'No more faith-based than Satan himself': Houston Chronicle digs into health-sharing ministry

Even before the Houston Chronicle’s investigative piece on a Christian health care cost-sharing ministry was published in print — at the top of Sunday’s front page — the newspaper got action.

To the tune of $129,000.

The dead-tree version of the story notes:

On Tuesday, the day this story appeared online, an Aliera claims director called Martinez and said the company had reversed its previous denials and would pay the entire claim.

But that decision does nothing to blunt the power of this hard-hitting piece of journalism, which presents the “ministry” profiled as — to use the words of the main source quoted — “no more faith-based than Satan himself.”

Christian health-care sharing is a topic we’ve covered before at GetReligion — here, here and here, for example. Elsewhere, Christianity Today’s Kate Shellnutt wrote about the future of that approach back in 2017.

The Chronicle story does an exceptional job of detailing the concerns about Trinity Health-Share, Aliera Healthcare’s affiliated health-sharing ministry.

The opening paragraphs set the scene:

DALLAS — When David Martinez switched jobs, he was suddenly without health insurance for the first time in his life. For months, the businessman searched for an affordable plan until a broker steered him to a Georgia company promising comprehensive coverage for about one-third of the cost of other plans.

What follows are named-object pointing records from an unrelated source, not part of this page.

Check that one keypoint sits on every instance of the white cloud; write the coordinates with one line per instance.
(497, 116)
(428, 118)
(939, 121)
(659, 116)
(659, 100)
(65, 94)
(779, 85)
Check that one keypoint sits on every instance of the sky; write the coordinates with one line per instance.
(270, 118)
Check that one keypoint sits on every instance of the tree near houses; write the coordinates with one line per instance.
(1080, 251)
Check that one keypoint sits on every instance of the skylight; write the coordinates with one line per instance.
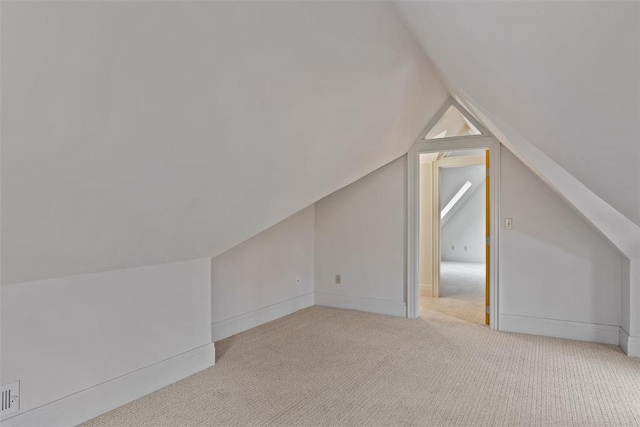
(452, 124)
(455, 199)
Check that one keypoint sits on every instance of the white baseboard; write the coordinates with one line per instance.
(630, 345)
(243, 322)
(593, 332)
(371, 305)
(92, 402)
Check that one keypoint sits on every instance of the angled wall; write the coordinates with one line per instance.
(359, 235)
(571, 118)
(558, 276)
(265, 277)
(136, 133)
(83, 345)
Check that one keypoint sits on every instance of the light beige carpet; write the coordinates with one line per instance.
(462, 292)
(324, 366)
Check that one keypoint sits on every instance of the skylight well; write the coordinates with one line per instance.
(452, 124)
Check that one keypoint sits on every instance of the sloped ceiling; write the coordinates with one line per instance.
(136, 133)
(565, 75)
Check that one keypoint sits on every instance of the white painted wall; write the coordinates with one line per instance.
(146, 132)
(579, 119)
(359, 234)
(553, 265)
(256, 281)
(466, 226)
(426, 225)
(63, 336)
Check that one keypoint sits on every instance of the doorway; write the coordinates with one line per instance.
(453, 130)
(452, 255)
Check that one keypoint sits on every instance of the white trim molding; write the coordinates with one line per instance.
(486, 141)
(92, 402)
(371, 305)
(243, 322)
(630, 345)
(593, 332)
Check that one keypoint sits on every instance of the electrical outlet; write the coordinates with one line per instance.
(10, 398)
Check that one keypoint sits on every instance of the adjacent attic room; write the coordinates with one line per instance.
(228, 213)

What Aliera Healthcare was peddling was not insurance, but rather connection to a Christian health care cost-sharing ministry, an obscure but growing type of coverage based on the biblical principle that the like-minded should help each other in times of need. Members contribute monthly into an Aliera-administered fund to help pay their future medical bills.

It sure sounded like insurance to Martinez. Or close enough. And, as a Christian, he figured any company marketing faith should be more trustworthy. He signed up in April 2018 and began paying Aliera thousands of dollars. The only problem: The plan turned out to be worthless. He now owes $129,000 in medical bills currently in collections.

As similar cases have surfaced across the country, regulators in several states, including Texas, are taking action against Aliera, accusing the 4-year-old company of fraudulently selling insurance without a license — a charge Aliera denies. But the story runs deeper, emerging as a tangled tale of broken deals, politics, religion, prison and, of course, money. And it is unfolding at a time when the nation’s health insurance regulations are steadily unspooling.

Martinez became ensnared when his wife underwent urgent surgery and Aliera refused to pay, denying the claim multiple times and asserting that Megan Martinez had apre-existing condition, even though her doctor said she did not. Further, since Aliera is not technically insurance, it is not bound by laws that would require coverage under the Affordable Care Act, nor does it fall under much other oversight.

An expert quoted by the Chronicle attempts to put the case in context:

“It really is an extraordinary case,” said Jo Ann Volk, a research professor at the Georgetown University Center on Health Insurance Reforms, who has been watching from afar. “There are completely legitimate health-sharing ministries out there, but there are others that are taking advantage of this wild west of insurance we are living in now.”

This story rightfully focuses on Aliera.

However, that focus results in a story that perhaps puts all health-sharing ministries in a negative light.

While the expert quoted up high says there are “completely legitimate health-sharing ministries out there,” the Chronicle doesn’t mention any of them or quote anyone associated with such a ministry.

The result is a story that really nails Aliera — and I have no problem with that. But perhaps there is room for the Chronicle in future reporting to explore the issue in a more well-rounded fashion and see if this is a case of one bad apple or a system itself that is broken in all cases.